Aiming for improved projections and a better understanding of important climate processes, climate modelling strives for ever higher resolutions in its simulations in space and in time. Accordingly, the amount of data handled and produced by competitive Earth system models are highly increasing, posing a complex challenge to not only the hardware but also to the software used in this context. Whereas computing power has become cheaper and more readily available in recent decades, input-output infrastructures have to keep up with the data generated. Weather and climate forecasting is one of the three pilot projects in the ACROSS project. In it, the Max-Planck Institute for Meteorology (MPI-M), which operates a modern, competitive Earth system model, works on improving its data management workflow, especially for large ensembles of experiments as well as the storm-resolving model runs.

The ICON model

The ICON (ICOsahedral Nonhydrostatic) model is developed in a continuous collaboration among MPI‐M, the German Weather Service (DWD), the German Climate Computing Center (DKRZ), and the Karlsruhe Institute of Technology (KIT).
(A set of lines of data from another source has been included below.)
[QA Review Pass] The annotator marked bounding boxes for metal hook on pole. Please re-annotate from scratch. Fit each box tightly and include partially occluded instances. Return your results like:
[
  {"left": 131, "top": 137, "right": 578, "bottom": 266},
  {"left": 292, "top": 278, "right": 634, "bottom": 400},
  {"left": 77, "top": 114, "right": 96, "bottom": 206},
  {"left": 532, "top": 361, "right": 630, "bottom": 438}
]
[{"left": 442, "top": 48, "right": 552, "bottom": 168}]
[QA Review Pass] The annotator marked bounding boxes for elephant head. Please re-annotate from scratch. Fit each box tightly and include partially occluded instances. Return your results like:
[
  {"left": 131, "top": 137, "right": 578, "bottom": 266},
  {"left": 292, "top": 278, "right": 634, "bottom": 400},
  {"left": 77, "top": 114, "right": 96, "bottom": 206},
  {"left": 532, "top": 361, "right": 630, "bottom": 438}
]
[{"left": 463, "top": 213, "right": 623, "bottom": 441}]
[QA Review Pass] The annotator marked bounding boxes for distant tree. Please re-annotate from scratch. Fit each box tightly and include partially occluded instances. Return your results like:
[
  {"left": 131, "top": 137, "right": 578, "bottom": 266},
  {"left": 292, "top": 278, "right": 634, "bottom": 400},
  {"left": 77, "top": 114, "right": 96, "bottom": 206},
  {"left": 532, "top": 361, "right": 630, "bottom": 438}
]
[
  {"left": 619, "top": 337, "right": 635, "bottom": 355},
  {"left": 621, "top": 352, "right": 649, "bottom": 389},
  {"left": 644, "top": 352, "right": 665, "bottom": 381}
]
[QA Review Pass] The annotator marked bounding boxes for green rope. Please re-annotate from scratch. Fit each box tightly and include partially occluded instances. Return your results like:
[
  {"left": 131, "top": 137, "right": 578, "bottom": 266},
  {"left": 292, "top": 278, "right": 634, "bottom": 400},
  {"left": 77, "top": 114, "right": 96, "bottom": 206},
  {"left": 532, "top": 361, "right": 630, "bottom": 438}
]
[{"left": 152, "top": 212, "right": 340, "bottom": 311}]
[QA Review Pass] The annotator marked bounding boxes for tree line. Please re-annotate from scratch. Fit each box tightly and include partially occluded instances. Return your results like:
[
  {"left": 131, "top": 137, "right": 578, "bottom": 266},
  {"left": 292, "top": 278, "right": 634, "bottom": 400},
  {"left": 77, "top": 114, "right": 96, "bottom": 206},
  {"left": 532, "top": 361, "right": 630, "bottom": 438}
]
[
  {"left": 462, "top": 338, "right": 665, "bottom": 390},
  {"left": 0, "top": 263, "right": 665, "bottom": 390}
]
Its weather forecasts are used in more than 30 national weather services as lateral boundary conditions for limited-area forecasts.

Although ICON was born mainly for numerical weather prediction, ICON is the compilation of sub-models for the atmosphere, land surface and ocean circulation models that can be used separately or in different combinations in a coupled model. As it integrates a wide variety of aspects of the global Earth system (e.g. physics, chemistry, biogeochemistry), it is a central tool for assessing different scenarios and climate simulations. Currently, many researchers at MPI-M and other research institutions employ ICON regarding a variety of research questions, from slow low-resolution long-timescale processes to quick high-resolution short timescale ones. It has been a central element of various high-end scientific publications.

The BORGES data system

In order to efficiently handle and organize the vast amount of data produced by the ICON model, MPI-M will develop and evaluate the large-scale data system, Better ORGanized Earth System model data (BORGES), in the course of the ACROSS project. Whereas the ICON model constitutes the main data sources in BORGES, this data is stored in the Field DataBase (FDB) as the major sink for stream data with several back-ends for actual storage. FDB has been developed at ECMWF as a domain-specific object-store designed for fast archival and retrieval of meteorological and climatological data.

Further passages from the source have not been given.